Findings from previous preclinical data also suggest that CBM588 improves the amount of present good bacteria in the gut microbiome, Dizman adds. In 2 randomized phase 1 studies (NCT03829111; NCT05122546), she states that the agent was assessed and demonstrated improved clinical outcomes.
In both studies, Dizman and her colleagues analyzed stool samples from enrolled patients with metastatic RCC who were treated with either standard-of-care (SOC) nivolumab (Opdivo) plus ipilimumab (Yervoy) with or without CBM588, or SOC cabozantinib (Cabometyx) plus nivolumab with or without CBM588.

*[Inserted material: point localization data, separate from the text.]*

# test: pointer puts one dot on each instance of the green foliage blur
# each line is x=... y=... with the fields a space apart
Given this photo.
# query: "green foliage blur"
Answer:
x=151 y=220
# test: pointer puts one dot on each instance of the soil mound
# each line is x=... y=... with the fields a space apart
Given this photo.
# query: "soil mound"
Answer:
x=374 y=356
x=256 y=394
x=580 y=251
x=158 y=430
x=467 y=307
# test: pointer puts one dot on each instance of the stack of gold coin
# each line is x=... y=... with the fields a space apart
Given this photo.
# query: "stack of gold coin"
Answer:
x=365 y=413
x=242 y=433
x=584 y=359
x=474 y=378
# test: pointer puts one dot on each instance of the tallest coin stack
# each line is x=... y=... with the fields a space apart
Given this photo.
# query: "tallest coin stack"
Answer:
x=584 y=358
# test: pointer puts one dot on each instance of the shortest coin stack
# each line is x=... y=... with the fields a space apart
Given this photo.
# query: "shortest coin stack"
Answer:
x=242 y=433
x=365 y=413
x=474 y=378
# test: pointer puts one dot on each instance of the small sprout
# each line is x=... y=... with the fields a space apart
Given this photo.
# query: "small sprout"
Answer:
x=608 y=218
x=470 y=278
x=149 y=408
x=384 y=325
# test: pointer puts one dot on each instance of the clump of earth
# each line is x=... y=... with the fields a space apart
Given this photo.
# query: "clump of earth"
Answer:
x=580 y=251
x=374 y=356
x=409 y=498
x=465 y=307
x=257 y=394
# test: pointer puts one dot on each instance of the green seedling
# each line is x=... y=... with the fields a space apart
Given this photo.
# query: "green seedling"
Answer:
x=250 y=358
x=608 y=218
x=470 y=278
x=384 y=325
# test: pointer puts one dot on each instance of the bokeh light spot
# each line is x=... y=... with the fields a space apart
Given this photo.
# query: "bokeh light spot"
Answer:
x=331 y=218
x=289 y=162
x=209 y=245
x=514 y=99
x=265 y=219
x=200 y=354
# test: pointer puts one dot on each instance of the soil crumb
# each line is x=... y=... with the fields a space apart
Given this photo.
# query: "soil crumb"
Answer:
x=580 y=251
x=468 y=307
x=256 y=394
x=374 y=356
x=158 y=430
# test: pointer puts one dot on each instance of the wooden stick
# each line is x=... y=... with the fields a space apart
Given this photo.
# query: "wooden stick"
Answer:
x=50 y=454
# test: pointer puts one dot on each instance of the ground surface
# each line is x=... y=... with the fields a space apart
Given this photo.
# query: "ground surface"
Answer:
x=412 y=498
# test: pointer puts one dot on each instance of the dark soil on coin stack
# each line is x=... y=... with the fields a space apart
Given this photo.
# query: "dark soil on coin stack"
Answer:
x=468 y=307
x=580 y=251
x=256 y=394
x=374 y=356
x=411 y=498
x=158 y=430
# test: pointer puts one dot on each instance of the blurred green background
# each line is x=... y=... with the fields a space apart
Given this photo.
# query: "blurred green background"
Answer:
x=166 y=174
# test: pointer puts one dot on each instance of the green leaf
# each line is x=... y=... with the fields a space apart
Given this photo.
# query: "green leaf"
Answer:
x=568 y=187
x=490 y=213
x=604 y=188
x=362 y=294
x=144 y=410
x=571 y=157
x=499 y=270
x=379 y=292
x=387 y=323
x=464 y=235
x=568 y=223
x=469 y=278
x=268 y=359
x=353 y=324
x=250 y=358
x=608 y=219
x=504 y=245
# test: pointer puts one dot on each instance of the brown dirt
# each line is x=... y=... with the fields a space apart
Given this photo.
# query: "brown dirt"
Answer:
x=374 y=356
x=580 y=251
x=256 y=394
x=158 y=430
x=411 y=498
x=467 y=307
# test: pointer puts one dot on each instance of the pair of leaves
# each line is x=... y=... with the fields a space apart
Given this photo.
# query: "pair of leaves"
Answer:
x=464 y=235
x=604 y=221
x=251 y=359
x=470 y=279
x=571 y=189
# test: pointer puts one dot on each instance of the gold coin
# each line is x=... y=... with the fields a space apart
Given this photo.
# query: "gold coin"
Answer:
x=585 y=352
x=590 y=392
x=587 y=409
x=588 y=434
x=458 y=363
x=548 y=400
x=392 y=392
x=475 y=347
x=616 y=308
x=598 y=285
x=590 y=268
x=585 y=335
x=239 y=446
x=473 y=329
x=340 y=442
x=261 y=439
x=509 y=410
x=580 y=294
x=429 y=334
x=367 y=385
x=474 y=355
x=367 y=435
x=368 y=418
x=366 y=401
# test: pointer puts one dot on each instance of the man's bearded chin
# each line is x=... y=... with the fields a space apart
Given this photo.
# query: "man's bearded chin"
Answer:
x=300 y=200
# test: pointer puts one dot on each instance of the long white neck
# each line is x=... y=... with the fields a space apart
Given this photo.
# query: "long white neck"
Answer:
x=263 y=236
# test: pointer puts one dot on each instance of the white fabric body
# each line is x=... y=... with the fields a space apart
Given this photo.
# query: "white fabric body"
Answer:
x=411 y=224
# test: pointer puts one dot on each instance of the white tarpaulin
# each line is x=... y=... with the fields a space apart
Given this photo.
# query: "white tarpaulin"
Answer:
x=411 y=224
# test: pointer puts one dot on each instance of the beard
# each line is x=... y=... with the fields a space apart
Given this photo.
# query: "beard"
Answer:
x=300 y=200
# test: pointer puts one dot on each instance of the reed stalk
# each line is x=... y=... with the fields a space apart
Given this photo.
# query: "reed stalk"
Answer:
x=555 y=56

Gut microbiome diversity and composition at baseline were compared, and at week 12 among patients in the SOC are arms vs those who received CBM588 plus a SOC regimen. In the analysis, 59 patients were included, of which 39 received CBM588 plus SOC as first-line treatment. Data demonstrated that in both the SOC and CBM588/SOC cohorts, there were no statistically significant differences among alpha and beta diversity between baseline and week 12.
Going forward, Dizman and colleagues plan to further explore the effect of CBM588 on the composition of the gut microbiome, she concludes. A phase 3 study evaluating the addition of the agent to a SOC immune checkpoint inhibitor combination is being planned.